19.- DE L'IMPORTANCE DE LOMBEZ-SAMATAN (19e épisode suite du 31 juillet) - Jiao et Liang avaient retrouvé leurs baguettes - à défaut de tout leurs esprits - depuis qu'ils étaient réfugiés dans le Chinatown parisien. Mais sans vouloir être désagréable avec la Pagode en goguette ou même le plus classieux Temple du Chiang-Su où Dumont-Pourriti avait son rond de serviette de jade, le dîner s'avéra autrement savoureux sous les lambris dorés de l'ambassade de Chine.
Tout de même, sommes-nous bien peu de choses ! pensa le jeune marié. Nous étions les deux Chinois les plus recherchés de France il y a seulement deux jours et nous voici à la table du diplomate le plus influent en ce qui nous concerne. Et en prime, soliloqua-t-il, voici face à moi l'un des plus beaux canards qu'il me fut jamais donné de contempler. Sûr que M. Li Tchi ne considère pas les plaisirs de la table à la légère. Du reste cela se traduisait sur son apparence, une sorte de rondeur accentuée par une taille réduite, une bouille lunaire baignée de soleil car, même loin de sa table, il paraissait toujours éclairé d'optimisme et de félicité. Pourtant il n'y avait à ses côtés nulle femme susceptible d'ajouter à sa béatitude.

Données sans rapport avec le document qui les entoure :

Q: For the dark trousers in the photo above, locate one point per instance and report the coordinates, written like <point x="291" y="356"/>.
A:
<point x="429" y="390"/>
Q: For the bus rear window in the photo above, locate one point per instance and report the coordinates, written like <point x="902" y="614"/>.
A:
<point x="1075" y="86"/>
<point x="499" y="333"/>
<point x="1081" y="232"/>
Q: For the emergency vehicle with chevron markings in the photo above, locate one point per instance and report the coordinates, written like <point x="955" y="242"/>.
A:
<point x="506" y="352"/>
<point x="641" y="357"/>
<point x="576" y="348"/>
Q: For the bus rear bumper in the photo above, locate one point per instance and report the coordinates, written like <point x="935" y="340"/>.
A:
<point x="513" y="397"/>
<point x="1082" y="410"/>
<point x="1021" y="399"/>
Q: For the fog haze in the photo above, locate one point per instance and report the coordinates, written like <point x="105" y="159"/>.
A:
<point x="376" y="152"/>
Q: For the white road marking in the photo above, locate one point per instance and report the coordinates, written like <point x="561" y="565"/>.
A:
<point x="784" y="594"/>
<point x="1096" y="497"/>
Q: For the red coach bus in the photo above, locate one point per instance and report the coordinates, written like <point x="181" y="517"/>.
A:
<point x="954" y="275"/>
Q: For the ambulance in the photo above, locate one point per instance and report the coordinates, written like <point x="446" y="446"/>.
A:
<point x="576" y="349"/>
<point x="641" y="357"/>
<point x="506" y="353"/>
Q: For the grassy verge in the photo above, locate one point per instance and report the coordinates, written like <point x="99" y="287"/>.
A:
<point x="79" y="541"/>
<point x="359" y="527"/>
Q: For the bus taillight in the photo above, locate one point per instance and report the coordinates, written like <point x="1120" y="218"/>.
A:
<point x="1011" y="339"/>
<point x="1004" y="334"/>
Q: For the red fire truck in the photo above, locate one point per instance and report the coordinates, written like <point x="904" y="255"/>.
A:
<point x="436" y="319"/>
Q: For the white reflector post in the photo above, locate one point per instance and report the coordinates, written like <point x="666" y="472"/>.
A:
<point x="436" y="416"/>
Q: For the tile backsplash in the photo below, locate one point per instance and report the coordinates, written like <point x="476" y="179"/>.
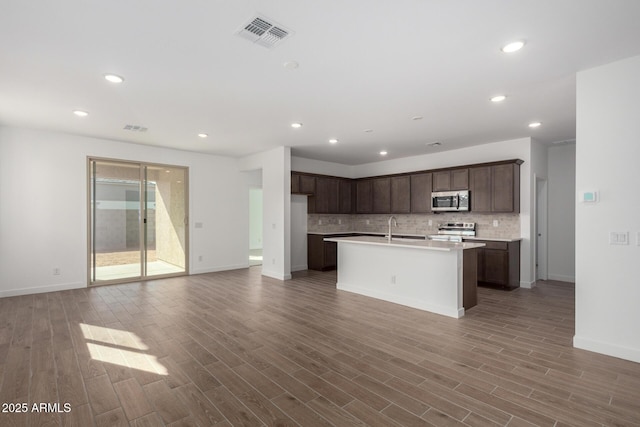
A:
<point x="508" y="225"/>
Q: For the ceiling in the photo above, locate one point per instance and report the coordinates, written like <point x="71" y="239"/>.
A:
<point x="363" y="65"/>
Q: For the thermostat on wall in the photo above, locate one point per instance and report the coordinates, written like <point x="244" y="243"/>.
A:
<point x="589" y="196"/>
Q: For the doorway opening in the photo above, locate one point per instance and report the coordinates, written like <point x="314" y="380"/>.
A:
<point x="255" y="226"/>
<point x="137" y="221"/>
<point x="541" y="245"/>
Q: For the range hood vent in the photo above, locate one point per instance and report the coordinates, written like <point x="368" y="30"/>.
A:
<point x="264" y="32"/>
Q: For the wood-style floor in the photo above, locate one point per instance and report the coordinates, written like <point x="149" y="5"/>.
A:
<point x="235" y="348"/>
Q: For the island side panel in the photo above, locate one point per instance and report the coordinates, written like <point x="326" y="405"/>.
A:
<point x="425" y="279"/>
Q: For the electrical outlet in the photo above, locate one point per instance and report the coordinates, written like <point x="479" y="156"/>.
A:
<point x="618" y="238"/>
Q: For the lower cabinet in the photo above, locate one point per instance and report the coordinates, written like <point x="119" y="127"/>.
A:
<point x="321" y="255"/>
<point x="499" y="264"/>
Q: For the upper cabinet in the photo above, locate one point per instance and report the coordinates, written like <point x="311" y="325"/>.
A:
<point x="454" y="179"/>
<point x="421" y="186"/>
<point x="364" y="196"/>
<point x="495" y="188"/>
<point x="381" y="195"/>
<point x="326" y="196"/>
<point x="401" y="194"/>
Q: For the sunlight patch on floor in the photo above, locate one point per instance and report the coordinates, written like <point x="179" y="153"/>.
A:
<point x="121" y="348"/>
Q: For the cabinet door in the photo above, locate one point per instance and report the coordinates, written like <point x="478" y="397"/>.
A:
<point x="401" y="194"/>
<point x="502" y="188"/>
<point x="307" y="184"/>
<point x="421" y="186"/>
<point x="496" y="266"/>
<point x="441" y="181"/>
<point x="326" y="196"/>
<point x="345" y="196"/>
<point x="480" y="187"/>
<point x="381" y="195"/>
<point x="460" y="179"/>
<point x="364" y="194"/>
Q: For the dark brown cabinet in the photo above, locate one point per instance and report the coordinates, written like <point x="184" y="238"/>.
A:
<point x="455" y="179"/>
<point x="421" y="186"/>
<point x="381" y="196"/>
<point x="401" y="194"/>
<point x="495" y="188"/>
<point x="499" y="264"/>
<point x="326" y="195"/>
<point x="346" y="196"/>
<point x="480" y="189"/>
<point x="321" y="255"/>
<point x="364" y="196"/>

Pas d'officielle en tout cas, car Kim - l'énigmatique amie - n'avait pas décliné l'invitation de l'ambassadeur à se joindre à eux. Et puis tandis que le canard, se décomposait au cordeau, sous le couteau expert du maître d'hôtel dont l'aisance n'était pas sans évoquer celle du samouraï, Liang comprit que l'aguichante intermédiaire n'était peut-être pas si étrangère aux lieux ni à son auguste occupant. Elle n'avait d'ailleurs pas choisi une tenue de camouflage pour honorer l'invitation. Dans sa combinaison rouge moulante et pailletée, elle attirait tous les regards, ceux de Dumont compris et seul celui de Liang semblait ne pouvoir se détacher du croupion de la volaille.
Ce ne fut, jusqu'à ce point, qu'un échange de banalités, parcimonieux, car la coutume veut - tout n'est pas à jeter en Chine - qu'on ne mélange pas les mets et les mots. Donc, les rares propos concernaient le repas lui-même en l'occurrence le héros de la soirée.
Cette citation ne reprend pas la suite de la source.